Oficialmente, o cinema tem 115 anos (a "primeira sessão" promovida pelos Irmãos Lumière ocorreu em 28 de dezembro de 1895). Com isso, podemos dizer que os filmes realizados entre 50 e 60 anos atrás dividem a história da Sétima Arte em duas partes aproximadamente iguais. São as realizações que estrearam entre 1950 e 1960.

Por Marcello Castilho Avellar, em Diario de Pernambuco

Uma delas, e não das menos importantes, acaba de se tornar cinquentona: Psicose, dirigido por Alfred Hitchcock, foi lançado em 16 de junho de 1960. Seria possível dividir o cinema em a.P e d.P (antes de Psicose e depois de Psicose)?

A operação parece fácil com obras que os historiadores apontam como fundamentais para a gênese da linguagem cinematográfica, como Nascimento de uma nação, Encouraçado Potemkin, Paisá, Acossado. Mas possivelmente pode ser realizada, também, com o filme mais célebre do mestre do suspense. Para realizá-la, precisamos investigar em que o cinema de hoje é diferente da produção a.P., e em que isso pode ser atribuído a Psicose.

A primeira coisa que percebemos é que houve uma aceleração no ritmo da montagem cinematográfica. Boa parte das sequências mais importantes de muitos filmes atuais são fundadas em planos curtos unidos por cortes súbitos. Essa paixão do espectador atual pela velocidade se deve ao que ele aprendeu graças a ferramentas e processos variados.

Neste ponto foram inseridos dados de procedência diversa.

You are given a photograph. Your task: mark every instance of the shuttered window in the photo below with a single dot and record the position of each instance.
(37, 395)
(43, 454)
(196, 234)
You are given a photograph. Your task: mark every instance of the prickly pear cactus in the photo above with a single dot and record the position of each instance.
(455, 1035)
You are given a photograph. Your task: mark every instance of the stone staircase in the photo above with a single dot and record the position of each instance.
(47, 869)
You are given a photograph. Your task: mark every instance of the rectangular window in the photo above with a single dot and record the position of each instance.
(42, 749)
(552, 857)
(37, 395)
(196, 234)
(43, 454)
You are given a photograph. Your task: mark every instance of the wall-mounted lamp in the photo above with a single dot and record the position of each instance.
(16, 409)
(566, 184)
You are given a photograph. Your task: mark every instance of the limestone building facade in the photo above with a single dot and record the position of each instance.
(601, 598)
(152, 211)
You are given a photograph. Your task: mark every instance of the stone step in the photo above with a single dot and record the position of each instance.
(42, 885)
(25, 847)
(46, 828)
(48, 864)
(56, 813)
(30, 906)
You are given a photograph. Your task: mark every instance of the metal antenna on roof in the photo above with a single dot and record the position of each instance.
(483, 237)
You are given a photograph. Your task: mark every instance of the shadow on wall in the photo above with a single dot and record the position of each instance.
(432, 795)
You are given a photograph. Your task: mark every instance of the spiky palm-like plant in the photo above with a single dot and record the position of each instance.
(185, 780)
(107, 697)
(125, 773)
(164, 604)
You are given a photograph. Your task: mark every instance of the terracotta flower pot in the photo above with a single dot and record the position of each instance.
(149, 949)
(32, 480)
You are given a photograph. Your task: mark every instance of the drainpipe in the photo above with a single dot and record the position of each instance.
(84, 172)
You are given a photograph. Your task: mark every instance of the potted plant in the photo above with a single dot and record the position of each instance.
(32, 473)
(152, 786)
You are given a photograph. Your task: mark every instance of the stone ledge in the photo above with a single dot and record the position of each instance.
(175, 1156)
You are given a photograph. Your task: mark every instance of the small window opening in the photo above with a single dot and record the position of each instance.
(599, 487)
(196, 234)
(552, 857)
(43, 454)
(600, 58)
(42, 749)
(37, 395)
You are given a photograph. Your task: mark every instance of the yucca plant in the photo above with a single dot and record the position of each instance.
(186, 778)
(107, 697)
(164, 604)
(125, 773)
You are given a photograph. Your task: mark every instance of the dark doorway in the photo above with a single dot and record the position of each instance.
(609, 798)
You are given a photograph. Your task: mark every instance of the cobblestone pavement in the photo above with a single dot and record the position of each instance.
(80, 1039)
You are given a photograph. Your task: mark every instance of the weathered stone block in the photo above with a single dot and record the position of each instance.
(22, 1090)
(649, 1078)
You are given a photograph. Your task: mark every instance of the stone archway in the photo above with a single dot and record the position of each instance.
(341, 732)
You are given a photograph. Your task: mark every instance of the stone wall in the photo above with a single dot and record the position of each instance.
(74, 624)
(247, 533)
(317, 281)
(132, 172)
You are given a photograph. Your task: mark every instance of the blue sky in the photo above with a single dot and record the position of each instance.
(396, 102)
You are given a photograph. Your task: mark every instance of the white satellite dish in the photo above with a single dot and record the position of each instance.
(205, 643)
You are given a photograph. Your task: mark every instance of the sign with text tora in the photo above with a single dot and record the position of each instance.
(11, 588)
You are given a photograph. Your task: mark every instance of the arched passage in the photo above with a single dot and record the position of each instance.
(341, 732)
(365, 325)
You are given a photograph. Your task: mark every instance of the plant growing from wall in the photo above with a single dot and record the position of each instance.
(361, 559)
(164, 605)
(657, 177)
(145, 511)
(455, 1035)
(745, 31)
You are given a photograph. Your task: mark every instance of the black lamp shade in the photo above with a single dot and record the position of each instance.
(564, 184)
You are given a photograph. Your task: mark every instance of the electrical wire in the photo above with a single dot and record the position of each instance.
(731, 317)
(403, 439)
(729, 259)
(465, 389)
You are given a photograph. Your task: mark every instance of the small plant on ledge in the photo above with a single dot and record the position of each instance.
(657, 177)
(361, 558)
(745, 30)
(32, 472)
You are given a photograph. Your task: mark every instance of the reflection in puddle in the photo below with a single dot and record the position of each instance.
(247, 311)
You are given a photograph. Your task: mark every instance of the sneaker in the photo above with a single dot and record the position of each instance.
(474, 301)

O controle remoto e o mouse tornaram real a possibilidade de alguém saltar com agilidade de um estímulo audiovisual para outro, a internet, a televisão e o vídeo (principalmente o clipe) propuseram formas narrativas baseadas na overdose de imagens. Mas podemos nos perguntar como o espectador começou a gostar disso (ou como voltou a gostar disso).

A resposta com certeza está na célebre sequência do chuveiro em Psicose, a mais famosa do filme, que propôs um padrão na relação entre quantidade de estímulos visuais e tempo que não se via no cinema desde os filmes silenciosos.

Outro traço característico do cinema a.P. era sua obsessão por gêneros. Para terem certeza de encontrar um público bem definido, filmes tinham que se afirmar dentro de certas categorias, regidas por características, técnicas, atmosferas, linguagens, espaços materiais ou conceituais – uma comédia era uma comédia, um musical era um musical, um western era um western.

Mesmo as produções mais rebeldes acabavam respeitando essa lógica (como o Acossado, de Jean-Luc Godard, um dos filmes fundadores da Nouvelle Vague e ostensivamente uma narrativa policial). Basta olhar para o cinema ou a televisão nos dias de hoje para verificar o tanto que as fronteiras entre os gêneros se esgarçaram (e, em alguns casos, foram completamente rompidas).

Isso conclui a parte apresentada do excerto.